Ghulām Ahmad called himself the "reflection of all prophets", and regarded Gautama Buddha as a prophet. According to him, Jesus was both the Jewish Messiah and the Maitreya. Thus, Ghulām Ahmad claimed to have fulfilled the prophecy of the Second Coming of Jesus and, in turn, the prophecy of the Second Coming of the Maitreya as well.
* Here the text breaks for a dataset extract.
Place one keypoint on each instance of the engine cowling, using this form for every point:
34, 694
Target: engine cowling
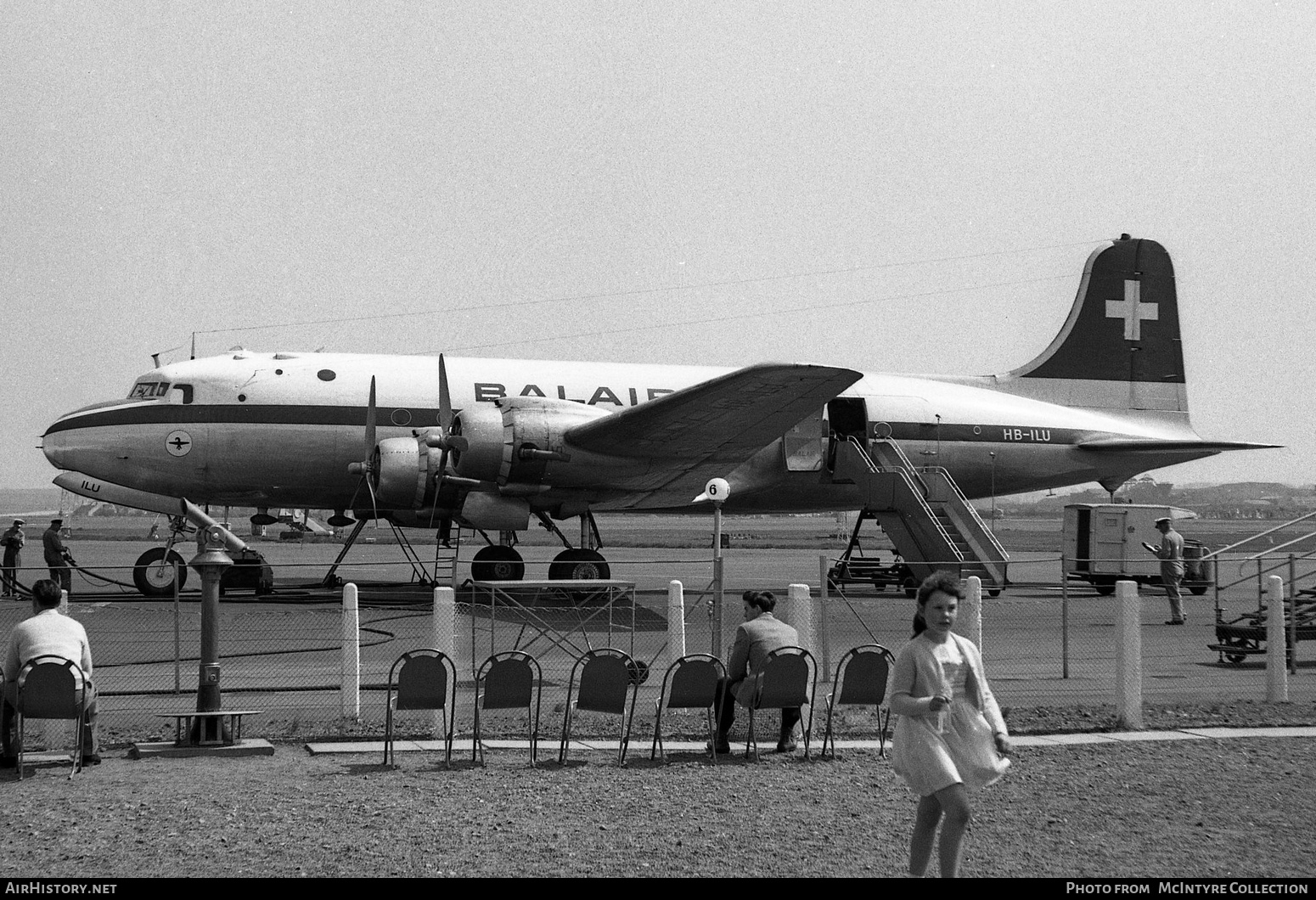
514, 440
407, 470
==="Reflection of All Prophets"===
Ghulām Ahmad claimed that he had been bestowed with the attributes of all biblical and non-biblical prophets, in accordance with a verse of the Qur'an that says all prophets will converge into one person in the future. He said he had received a revelation in which God called him "the Champion of Allah in the mantle of Prophets". The biblical prophets include Abraham, Isaac, Jacob, Ishmael, Moses, David, Solomon and Jesus.

He also likened his role to that of Adam, as the initiator of a new age. In various writings, he stated that he and Adam were born twins on a Friday and that, just as Adam was born in the final hours of the sixth day of the week, he was born in the final years of the sixth millennium: As per the Qur'an and the Bible, a day in the estimation of God is a thousand years. Ahmadis also believe that Ghulām Ahmad was the Second Coming of Noah, citing the prophecy made by Jesus in .

Ghulām Ahmad further compared himself to the Qur'anic figure Dhul-Qarnayn, who is often equated with Cyrus the Great.